2/ Hesitant and indecisive Powell

Powell essentially delivers the speech version of “sitting on his hands” - emphasizing that the Fed is still “watching the data closely”.

This would be neutral but I would expect this would generally be mildly bullish for risk assets as a whole, with little change to expectations of rate cuts and hedges unwound. It would somewhat validate the easing everyone's expecting (no significant pushback on current market pricing) without going too far.

3/ Hawkish Powell

Powell directly pushes back on market expectations for rate cuts, elevating inflation concerns and downplaying labor market concerns.

This would likely see a big repricing of rate cut expectations. Risk asset markets like equities and bitcoin would probably fall in this scenario. The dollar would also likely strengthen.

Wrapping up

One short speech from one man could set the tone for the rest of the year.

Powell at Jackson Hole could make or break the current “Fed will restart easing in 2025” expectations that have underpinned recent risk asset strength.

Or alternatively, it could actually end up being a snoozefest.

Powell still has a little bit of breathing room and might end up not saying a whole lot in Wyoming.

After Jackson Hole, we still have one inflation report and one jobs report before the next official Fed rate decision in September.

“He has the capacity to do something that’s market-moving, but I’m not necessarily sure that he’s going to”, said Kelsey Berro, executive director for fixed income at JPMorgan Asset Management.

A poll on X from Bob Elliott, of Unlimited Funds, suggests X users think Powell will “give no guidance” at Jackson Hole.

But because of the history of Jackson Hole, and how the Fed has often used it as a key forward guidance event, it needs to be watched closely.

That’s it for this edition - catch you for the next one.

BITE-SIZED COOKIES FOR THE ROAD 🍪

President Trump has urged Russian President Putin to meet with Ukrainian leader Zelenskiy in a one-on-one summit as a push to end the Russia/Ukraine conflict intensifies.

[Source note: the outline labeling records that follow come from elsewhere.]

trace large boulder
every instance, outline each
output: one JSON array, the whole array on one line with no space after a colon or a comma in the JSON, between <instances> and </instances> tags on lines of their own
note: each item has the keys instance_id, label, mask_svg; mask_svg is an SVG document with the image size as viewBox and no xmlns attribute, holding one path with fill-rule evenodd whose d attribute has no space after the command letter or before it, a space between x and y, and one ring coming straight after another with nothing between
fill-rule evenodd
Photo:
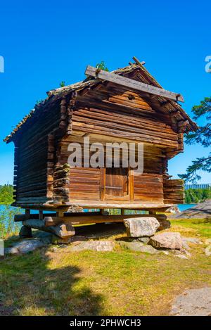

The call comes after Zelenskiy and other European leaders met with Trump at the White House for constructive talks on Monday.

Google has upped its stake in bitcoin miner TeraWulf to 14%. TeraWulf is one of many bitcoin miners transitioning to provide AI infrastructure, and its Lake Mariner data center will be one of the largest in the US.

Bank of America analysts say the era of US megacap stock dominance “may be done”. They believe higher inflation and Federal Reserve rate cuts “should support a broadening of the S&P 500”.